I had the good fortune to be invited to accompany him.
For those outside Michigan, the Ilich Family made their fortune with Little Caesar’s Pizza and expanded to an entertainment empire that includes the Fox Theatre, the Red Wings, Tigers and other chunks of downtown Detroit.
The Sharf golf course is one of two owned by Oakland University. Both the university and the courses are built on the 1,500 acre estate of auto pioneer John Dodge. The property — along with $2 million — was donated in 1957 to create Oakland University by Dodge’s widow, Matilda and her second husband, lumber baron Alfred Wilson.
The Sharf course was funded by Stephan and Rita Sharf, longtime Oakland University supporters. It was designed by Rick Smith and opened in 2000.
I had not played Sharf (or the adjacent Katke-Cousins course) before and was surprised by the topography. It is hillier and much more expansive than I could have anticipated. Indeed, it might be the closest to an “Up North” golf course that I have played in the Metro Detroit area.
With the exception of a somewhat pedestrian first, Sharf offers a round of interesting and challenging holes. The slope and rating for the 6,000 yard tees are 136/71.8 and 141/73.1 for the 6, 200 tees. It is a real test.
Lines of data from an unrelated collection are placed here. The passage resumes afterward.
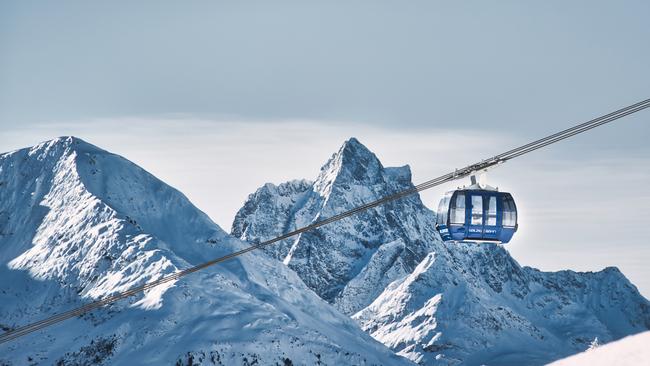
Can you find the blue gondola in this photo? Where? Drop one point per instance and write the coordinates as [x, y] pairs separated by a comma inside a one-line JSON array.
[[477, 214]]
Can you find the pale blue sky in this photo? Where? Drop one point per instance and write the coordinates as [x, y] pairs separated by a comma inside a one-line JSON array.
[[217, 98]]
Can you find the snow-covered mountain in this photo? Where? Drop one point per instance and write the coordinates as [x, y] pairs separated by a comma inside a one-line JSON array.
[[629, 351], [78, 223], [432, 302]]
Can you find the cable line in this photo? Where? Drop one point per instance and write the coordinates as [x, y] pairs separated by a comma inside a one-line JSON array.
[[457, 174]]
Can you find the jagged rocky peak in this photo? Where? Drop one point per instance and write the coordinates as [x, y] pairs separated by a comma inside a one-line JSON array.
[[352, 163], [79, 223], [434, 302], [334, 260]]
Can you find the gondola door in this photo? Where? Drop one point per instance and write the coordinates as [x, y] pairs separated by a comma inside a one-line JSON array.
[[490, 227], [475, 216]]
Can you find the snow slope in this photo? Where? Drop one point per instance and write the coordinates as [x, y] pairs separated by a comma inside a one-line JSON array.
[[629, 351], [78, 223], [432, 302]]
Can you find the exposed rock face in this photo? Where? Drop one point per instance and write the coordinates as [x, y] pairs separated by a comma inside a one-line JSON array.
[[432, 302], [78, 223], [350, 262]]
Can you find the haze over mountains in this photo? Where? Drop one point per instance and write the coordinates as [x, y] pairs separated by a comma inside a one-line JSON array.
[[78, 223], [432, 302]]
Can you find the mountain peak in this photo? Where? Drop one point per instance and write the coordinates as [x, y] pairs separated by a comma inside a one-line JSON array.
[[353, 163], [353, 149]]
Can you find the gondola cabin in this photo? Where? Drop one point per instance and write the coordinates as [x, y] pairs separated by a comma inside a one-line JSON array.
[[477, 215]]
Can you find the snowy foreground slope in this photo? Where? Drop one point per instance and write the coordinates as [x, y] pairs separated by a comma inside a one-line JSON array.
[[432, 302], [629, 351], [77, 223]]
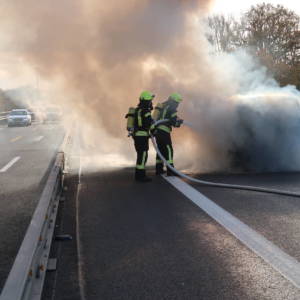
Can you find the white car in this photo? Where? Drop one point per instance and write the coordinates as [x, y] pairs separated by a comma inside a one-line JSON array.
[[19, 117]]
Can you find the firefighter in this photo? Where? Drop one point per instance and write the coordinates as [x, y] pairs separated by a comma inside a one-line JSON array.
[[142, 121], [166, 110]]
As we played a scramble — and I never play well in scrambles — I would very much like to return and see how I can work my way around on my own ball. I hit a lot of shots on the round that had me thinking “If I were playing my own ball, I wouldn’t be disappointed with that outcome.” Unfortunately, on outings, those outcomes don’t contribute much to the group.
The day was fabulous, though, and John and I had a couple of very friendly partners who were polite enough not to snort at my miscues.
I’ll have a full write-up on Sharf at some point in the future.